Identity politics, for individuals or in a collective sense, is an important part of any society that pursues and respects multiculturalism. The identity issue of the plains indigenous peoples (or PingPu Indigenous Populations) is closely connected to their political rights. Therefore, they cannot resort to the “self identification” model proposed by the UN standard to retrieve their rights. In Taiwan, Siraya Peoples, one of the PingPu or Plains indigenous peoples not officially recognized as indigenous, has been advocating for self-identification and the restoration of identity vigorously and popularly with the restoration movements of the plains peoples in the recent years. Especially, the language and cultural reviving attempts and the reconstruction of traditional festivals stemming from the local scenes are worth noting as they have gained the support of the local government to fight against the policies of the central government. In August 1, 2016, the Indigenous Peoples Day in Taiwan, President Tsai Ing-Wen made an official apology to indigenous peoples on behalf of the government, bringing new hope to the restoration of identities and rights of the plains indigenous peoples. This presentation wishes to examine the definition of the identity of Taiwan indigenous peoples, taking Siraya peoples’ movements as an example, to analyze the difficulties confronting their restoration of rights and name, and to offer an understanding on the current status quo and insights into future challenges for this movement.

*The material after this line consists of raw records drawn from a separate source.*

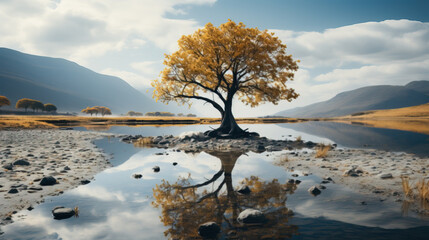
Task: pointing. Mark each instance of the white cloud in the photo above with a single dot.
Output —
(79, 30)
(364, 43)
(151, 68)
(135, 80)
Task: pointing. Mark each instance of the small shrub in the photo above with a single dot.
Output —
(408, 191)
(322, 150)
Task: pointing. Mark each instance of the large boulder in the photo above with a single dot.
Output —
(48, 181)
(314, 190)
(208, 230)
(251, 216)
(8, 166)
(62, 213)
(21, 162)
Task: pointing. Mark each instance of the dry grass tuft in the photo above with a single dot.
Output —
(408, 191)
(423, 192)
(322, 150)
(144, 142)
(76, 211)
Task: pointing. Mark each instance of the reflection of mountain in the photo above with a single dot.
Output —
(361, 136)
(366, 98)
(66, 84)
(185, 207)
(322, 228)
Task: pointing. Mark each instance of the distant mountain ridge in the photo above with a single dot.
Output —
(68, 85)
(364, 99)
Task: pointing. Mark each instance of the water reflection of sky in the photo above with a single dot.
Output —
(116, 206)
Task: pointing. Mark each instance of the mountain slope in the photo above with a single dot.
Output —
(66, 84)
(363, 99)
(419, 86)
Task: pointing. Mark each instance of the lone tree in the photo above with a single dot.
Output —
(49, 107)
(215, 64)
(4, 101)
(36, 105)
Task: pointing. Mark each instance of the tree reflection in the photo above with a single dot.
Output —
(185, 206)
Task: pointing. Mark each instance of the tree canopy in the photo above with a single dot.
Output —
(215, 64)
(4, 101)
(29, 103)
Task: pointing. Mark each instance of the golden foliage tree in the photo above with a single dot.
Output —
(184, 207)
(215, 64)
(4, 101)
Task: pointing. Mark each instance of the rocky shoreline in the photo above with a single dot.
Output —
(39, 163)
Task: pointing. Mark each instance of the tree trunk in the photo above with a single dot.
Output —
(228, 127)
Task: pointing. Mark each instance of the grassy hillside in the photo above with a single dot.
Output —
(420, 111)
(364, 99)
(68, 85)
(414, 119)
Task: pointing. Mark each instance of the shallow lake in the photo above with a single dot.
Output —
(117, 206)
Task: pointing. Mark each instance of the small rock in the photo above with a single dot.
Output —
(244, 190)
(21, 162)
(314, 191)
(251, 216)
(62, 213)
(208, 230)
(48, 181)
(8, 166)
(84, 182)
(137, 176)
(13, 191)
(386, 176)
(260, 148)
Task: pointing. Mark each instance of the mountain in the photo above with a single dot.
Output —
(364, 99)
(66, 84)
(419, 86)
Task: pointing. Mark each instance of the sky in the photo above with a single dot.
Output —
(342, 44)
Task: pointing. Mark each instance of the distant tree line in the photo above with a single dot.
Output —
(159, 114)
(27, 103)
(167, 114)
(97, 110)
(4, 101)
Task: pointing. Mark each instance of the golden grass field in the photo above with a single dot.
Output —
(103, 123)
(414, 119)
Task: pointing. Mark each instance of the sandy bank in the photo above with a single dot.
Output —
(26, 156)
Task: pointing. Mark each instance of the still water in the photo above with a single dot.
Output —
(117, 206)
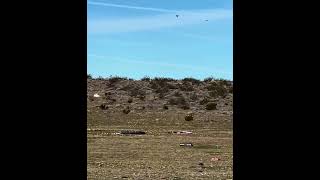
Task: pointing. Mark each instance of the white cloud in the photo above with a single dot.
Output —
(157, 63)
(130, 7)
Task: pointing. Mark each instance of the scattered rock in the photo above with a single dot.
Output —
(96, 95)
(186, 144)
(132, 132)
(189, 116)
(184, 132)
(126, 111)
(103, 107)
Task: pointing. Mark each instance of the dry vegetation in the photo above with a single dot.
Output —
(159, 107)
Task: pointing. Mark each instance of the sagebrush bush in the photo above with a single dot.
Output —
(204, 101)
(211, 106)
(114, 79)
(146, 78)
(216, 90)
(192, 80)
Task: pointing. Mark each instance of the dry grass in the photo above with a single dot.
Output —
(157, 155)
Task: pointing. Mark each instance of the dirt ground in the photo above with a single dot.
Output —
(157, 154)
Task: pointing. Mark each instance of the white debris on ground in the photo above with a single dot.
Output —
(184, 132)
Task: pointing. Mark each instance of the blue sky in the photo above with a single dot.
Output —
(137, 38)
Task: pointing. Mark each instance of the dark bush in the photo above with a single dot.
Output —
(193, 96)
(146, 78)
(211, 106)
(115, 79)
(186, 86)
(184, 106)
(192, 80)
(126, 110)
(216, 90)
(204, 101)
(208, 79)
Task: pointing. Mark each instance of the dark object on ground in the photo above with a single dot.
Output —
(189, 116)
(134, 132)
(186, 144)
(211, 106)
(184, 106)
(103, 107)
(204, 101)
(126, 111)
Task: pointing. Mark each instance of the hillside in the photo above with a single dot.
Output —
(164, 110)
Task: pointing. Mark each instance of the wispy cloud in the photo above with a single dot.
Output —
(158, 63)
(168, 20)
(131, 7)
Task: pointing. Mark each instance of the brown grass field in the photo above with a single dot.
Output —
(157, 154)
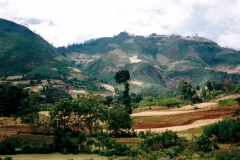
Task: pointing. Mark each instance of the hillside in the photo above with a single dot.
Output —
(155, 62)
(22, 52)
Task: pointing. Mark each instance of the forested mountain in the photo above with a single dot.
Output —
(156, 63)
(157, 60)
(22, 52)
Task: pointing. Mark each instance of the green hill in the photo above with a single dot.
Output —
(24, 52)
(155, 60)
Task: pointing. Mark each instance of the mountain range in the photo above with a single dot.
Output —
(156, 63)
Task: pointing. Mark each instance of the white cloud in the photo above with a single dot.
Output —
(62, 22)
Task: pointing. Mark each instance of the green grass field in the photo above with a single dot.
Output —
(55, 156)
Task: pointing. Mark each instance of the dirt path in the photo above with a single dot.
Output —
(196, 124)
(179, 120)
(184, 109)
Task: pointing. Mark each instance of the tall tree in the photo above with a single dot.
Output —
(118, 120)
(122, 77)
(92, 111)
(185, 89)
(10, 99)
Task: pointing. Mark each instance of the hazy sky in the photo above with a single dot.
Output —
(63, 22)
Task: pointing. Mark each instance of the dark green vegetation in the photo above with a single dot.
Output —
(159, 61)
(162, 60)
(24, 52)
(194, 67)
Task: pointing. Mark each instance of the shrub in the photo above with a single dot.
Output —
(205, 144)
(228, 102)
(28, 149)
(228, 154)
(227, 130)
(7, 148)
(188, 153)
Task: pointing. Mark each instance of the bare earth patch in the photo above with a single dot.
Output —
(13, 77)
(108, 87)
(180, 120)
(75, 69)
(196, 124)
(134, 59)
(138, 83)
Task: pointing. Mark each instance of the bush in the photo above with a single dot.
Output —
(228, 154)
(228, 102)
(117, 149)
(7, 148)
(28, 149)
(227, 130)
(205, 144)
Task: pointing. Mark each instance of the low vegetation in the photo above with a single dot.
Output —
(84, 125)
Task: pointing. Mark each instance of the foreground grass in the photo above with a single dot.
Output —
(55, 156)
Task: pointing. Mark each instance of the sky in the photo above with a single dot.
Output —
(64, 22)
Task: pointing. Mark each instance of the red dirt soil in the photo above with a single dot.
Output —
(206, 114)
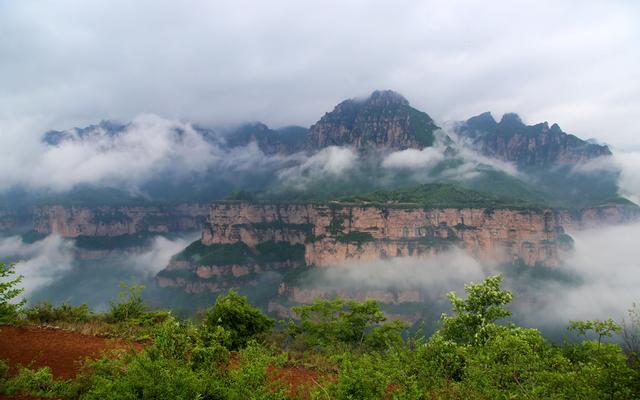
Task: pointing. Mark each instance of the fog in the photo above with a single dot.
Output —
(53, 269)
(599, 279)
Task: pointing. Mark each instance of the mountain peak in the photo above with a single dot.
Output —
(383, 120)
(482, 122)
(386, 98)
(511, 119)
(527, 145)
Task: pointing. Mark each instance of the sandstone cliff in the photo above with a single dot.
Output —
(337, 234)
(115, 221)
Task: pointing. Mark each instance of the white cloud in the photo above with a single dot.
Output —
(281, 63)
(152, 260)
(40, 263)
(329, 162)
(426, 158)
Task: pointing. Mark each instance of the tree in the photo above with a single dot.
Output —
(351, 322)
(631, 333)
(473, 317)
(239, 318)
(9, 292)
(601, 328)
(129, 305)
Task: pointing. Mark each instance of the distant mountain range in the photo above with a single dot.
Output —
(386, 120)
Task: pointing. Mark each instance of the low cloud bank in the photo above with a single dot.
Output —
(148, 147)
(39, 263)
(599, 280)
(330, 162)
(45, 263)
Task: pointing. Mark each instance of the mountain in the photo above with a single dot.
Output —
(104, 127)
(527, 145)
(383, 120)
(285, 140)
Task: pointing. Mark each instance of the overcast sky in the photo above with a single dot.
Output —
(68, 63)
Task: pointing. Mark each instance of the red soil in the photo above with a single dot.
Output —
(60, 350)
(64, 352)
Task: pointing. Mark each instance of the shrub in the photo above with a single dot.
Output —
(236, 316)
(129, 304)
(9, 309)
(474, 318)
(354, 323)
(38, 382)
(45, 313)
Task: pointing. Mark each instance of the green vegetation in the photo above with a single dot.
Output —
(278, 225)
(241, 321)
(240, 253)
(112, 242)
(437, 195)
(9, 292)
(46, 313)
(129, 305)
(349, 351)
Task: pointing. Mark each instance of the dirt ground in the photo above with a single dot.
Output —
(64, 351)
(60, 350)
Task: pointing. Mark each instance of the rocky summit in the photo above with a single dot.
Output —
(527, 145)
(383, 120)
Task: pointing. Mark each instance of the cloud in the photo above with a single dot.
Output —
(69, 65)
(426, 158)
(330, 162)
(148, 147)
(157, 256)
(607, 261)
(441, 273)
(626, 163)
(40, 263)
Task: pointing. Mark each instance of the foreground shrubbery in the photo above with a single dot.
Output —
(356, 354)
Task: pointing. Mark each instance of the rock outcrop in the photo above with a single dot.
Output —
(527, 145)
(337, 234)
(384, 120)
(116, 221)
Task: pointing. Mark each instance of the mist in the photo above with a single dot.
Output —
(599, 279)
(54, 270)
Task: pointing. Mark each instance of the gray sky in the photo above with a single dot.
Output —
(68, 63)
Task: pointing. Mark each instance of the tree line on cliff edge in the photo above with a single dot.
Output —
(348, 348)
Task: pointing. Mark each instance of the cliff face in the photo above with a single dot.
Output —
(8, 219)
(527, 145)
(339, 234)
(238, 235)
(385, 119)
(116, 221)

Dr.  Jolan Hsieh | Bavaragh Dagalomai is Professor at Department of Ethnic Relations and Cultures and Director at Center for International Indigenous Affairs, College of Indigenous Studies, National Dong Hwa University, Taiwan. She is a Taiwanese indigenous scholar of Siraya Nation. Jolan earned her Ph.D in Justice Studies (Interdisciplinary Law and Social Science Program, 2002) from Arizona State University- Main, USA. Jolan’s research areas are Law and Society, Human Rights, Identity Politics, Global Indigenous Studies, Gender/ Ethnicity/Class, Environmental Justice, Indigenous Research and Ethics. Jolan’s book publications include Collective Rights of Indigenous Peoples:Identity-Based Movement of Plains Indigenous in Taiwan (Routledge, 2006 / 2010) and In-between: Indigenous Research and Activism as Ceremonial Journey (in Chinese, Daw-Shiang, 2017). Jolan enjoys to enhance research, education and innovation cooperation with various international educational institutions with indigenous focus, most notably recent partnership are with Aotearoa New Zealand, Australia, Canada, US, Hawaii, and Japan.Jolan leads two Ministry of Education funded projects, “Taiwan – Aotearoa New Zealand Indigenous Higher Education Connection” and “Mainstreaming Taiwan Indigenous Cultures and Languages”, and Principal Investigator for several Ministry of Science and Technology and Council for Indigenous Peoples’ research projects.